I can’t stand new development. I get very angry when trees get cut down and old farmland gets paved to make way for giant box stores I will never enter and couldn’t even dent with a shoulder-fired missile. And yet at the same time I feel, a bit guiltily, that I owe a lot to Johnny Appleseed. He (or his myth) made what remains of the Western Massachusetts wilderness into the Eden that it is, where I can wander around ignoring trail signs and topography, picking apples and taking meticulous photographs of mushrooms with no regard for life or limb. I could probably live for weeks in the woods this time of year just on apples. Presuming I didn’t get gunned down by hunters. Without him, or the spirit of agricultural imperialism he exemplified, that wouldn’t be possible. My whole philosophy of existence pretty much wouldn’t be possible.

If only I were Erin Hoffman, I could distill all this verbosity down into a heartwrenching 20-line poem that cuts to the quick, sell it, and maybe put it out of my head.

Instead I’ll spend the next year or so mulling over the tragic extinction of the American tall tale, how the sterilization of popular culture into malls and box stores and wax-coated, nasty, gas-chamber megamart apples has utterly exterminated any earnest belief in the old kinds of myths, and the only way to resurrect them is in clinical laboratory examinations such as this. And maybe, If I’m really lucky, six months after that, I’ll have written a story that touches on these sad notions briefly in passing and ultimately fails to do them justice.


  1. Very thoughtful post. I can see how those books shaped a lot of who are you and what you like to write/read. Thanks for reminding me what a special place New England is, I do miss it.

    One point about Johnny Appleseed I sometimes wonder about is the religious aspect. I’ve read some interesting things about the Swedenborgian religion. But sometimes I wonder if Johnny was just a zealot. Apples instead of brochures. Ultimately though I do come down on the side of he was probably cool about it all. Living a good life as example, that kind of thing.

    1. Yeah, it’s hard to know what the real guy was like, but you’re right, on paper he seems like he could easily have been quite preachy and annoying. Possibly he could have been a fascinating dude, just someone I wouldn’t want to hang out with. Zealots are pretty interesting when they spout something other than the usual regurgitated dogma.
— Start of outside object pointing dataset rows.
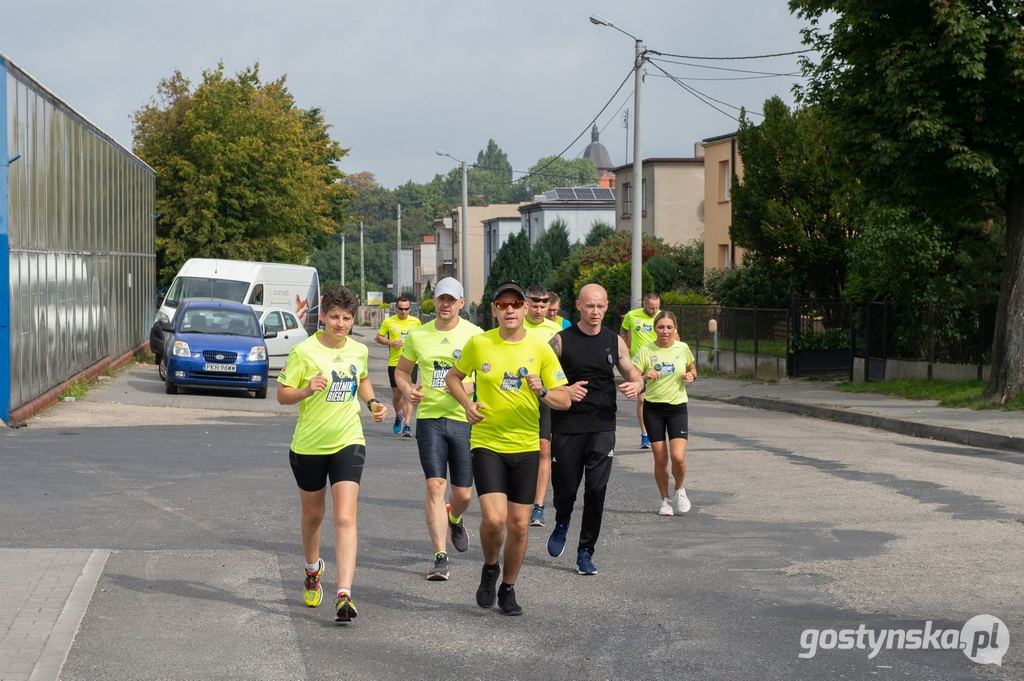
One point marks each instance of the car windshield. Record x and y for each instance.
(224, 323)
(196, 287)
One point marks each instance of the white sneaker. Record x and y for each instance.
(666, 507)
(682, 503)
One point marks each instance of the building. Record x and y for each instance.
(672, 199)
(448, 231)
(496, 231)
(77, 237)
(721, 163)
(578, 207)
(424, 264)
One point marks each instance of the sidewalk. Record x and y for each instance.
(985, 428)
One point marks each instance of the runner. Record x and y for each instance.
(441, 430)
(515, 372)
(669, 366)
(638, 330)
(324, 375)
(538, 322)
(392, 333)
(584, 437)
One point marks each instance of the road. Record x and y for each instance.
(797, 524)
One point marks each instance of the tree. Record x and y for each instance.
(242, 171)
(553, 171)
(927, 97)
(793, 205)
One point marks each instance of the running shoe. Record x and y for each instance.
(666, 507)
(537, 516)
(345, 607)
(682, 502)
(457, 533)
(312, 593)
(439, 571)
(488, 580)
(556, 543)
(506, 600)
(584, 563)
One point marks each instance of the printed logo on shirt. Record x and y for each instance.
(440, 371)
(342, 388)
(510, 382)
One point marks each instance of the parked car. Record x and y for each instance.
(290, 332)
(216, 343)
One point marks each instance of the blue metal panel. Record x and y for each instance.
(4, 254)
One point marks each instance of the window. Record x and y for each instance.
(724, 181)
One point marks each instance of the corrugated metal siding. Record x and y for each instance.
(82, 264)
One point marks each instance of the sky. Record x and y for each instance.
(397, 80)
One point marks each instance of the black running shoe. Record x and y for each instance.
(506, 600)
(488, 581)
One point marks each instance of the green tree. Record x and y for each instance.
(793, 205)
(242, 171)
(927, 96)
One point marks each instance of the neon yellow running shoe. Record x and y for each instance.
(345, 607)
(312, 593)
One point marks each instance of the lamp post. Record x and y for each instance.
(636, 223)
(463, 226)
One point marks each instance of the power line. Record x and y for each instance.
(730, 58)
(736, 71)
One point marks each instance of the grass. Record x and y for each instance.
(76, 389)
(947, 393)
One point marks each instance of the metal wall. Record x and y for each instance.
(81, 241)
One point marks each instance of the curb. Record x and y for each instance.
(944, 433)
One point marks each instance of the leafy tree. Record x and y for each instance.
(927, 97)
(243, 172)
(793, 205)
(598, 232)
(553, 171)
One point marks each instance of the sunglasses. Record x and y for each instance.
(505, 304)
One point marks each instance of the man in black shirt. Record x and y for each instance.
(583, 438)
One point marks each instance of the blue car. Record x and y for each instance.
(216, 344)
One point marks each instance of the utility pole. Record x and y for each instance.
(363, 269)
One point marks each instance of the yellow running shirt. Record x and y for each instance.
(546, 329)
(329, 420)
(511, 410)
(671, 363)
(435, 352)
(392, 329)
(641, 328)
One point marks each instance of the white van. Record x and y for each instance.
(261, 285)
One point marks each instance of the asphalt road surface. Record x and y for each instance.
(800, 528)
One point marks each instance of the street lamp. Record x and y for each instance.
(464, 225)
(636, 223)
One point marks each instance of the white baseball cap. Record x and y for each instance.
(449, 287)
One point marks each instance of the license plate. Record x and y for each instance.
(220, 368)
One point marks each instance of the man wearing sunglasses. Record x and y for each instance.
(392, 333)
(516, 372)
(537, 322)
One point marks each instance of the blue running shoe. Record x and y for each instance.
(556, 543)
(584, 564)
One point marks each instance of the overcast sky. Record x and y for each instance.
(399, 79)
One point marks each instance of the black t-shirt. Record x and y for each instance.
(590, 358)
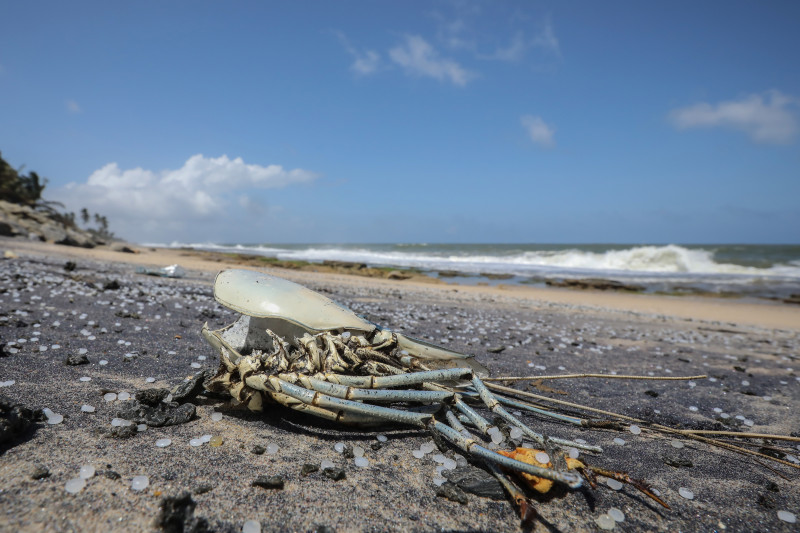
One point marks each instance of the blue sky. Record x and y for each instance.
(443, 121)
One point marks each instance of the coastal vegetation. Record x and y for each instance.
(25, 189)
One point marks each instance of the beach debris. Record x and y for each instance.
(298, 348)
(15, 421)
(76, 359)
(40, 472)
(176, 515)
(268, 482)
(146, 410)
(171, 271)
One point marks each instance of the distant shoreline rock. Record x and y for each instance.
(25, 222)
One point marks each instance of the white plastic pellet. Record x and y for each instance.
(251, 526)
(87, 471)
(139, 483)
(75, 485)
(542, 457)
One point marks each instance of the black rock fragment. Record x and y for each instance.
(177, 515)
(123, 432)
(162, 414)
(188, 390)
(336, 474)
(40, 472)
(15, 420)
(308, 468)
(76, 359)
(151, 397)
(268, 482)
(452, 492)
(475, 481)
(677, 462)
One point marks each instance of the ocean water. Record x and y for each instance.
(768, 271)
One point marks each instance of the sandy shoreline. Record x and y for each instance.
(732, 311)
(148, 327)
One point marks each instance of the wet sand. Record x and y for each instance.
(149, 327)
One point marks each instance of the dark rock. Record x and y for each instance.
(596, 284)
(677, 462)
(268, 482)
(76, 359)
(177, 515)
(452, 492)
(336, 474)
(308, 468)
(123, 432)
(188, 390)
(40, 472)
(203, 488)
(163, 414)
(151, 397)
(475, 481)
(112, 475)
(15, 420)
      But I was more thinking about the myth of Johnny Appleseed here anyway—I imagine that book…which thanks very much for finding, by the way…didn’t much concern itself with the fact that his name was Chapman and he preached the Word and only built these orchards with the intent of fomenting a small empire of chain apple orchards. Che Guevara was something of a dick (to put it lightly), but his legend looms large. And that presents a whole other set of problems of its own. But the phenomenon of the folk hero, when it gets far enough away in time, becomes really intriguing to me as a separate entity, almost entirely divested of its basis in fact.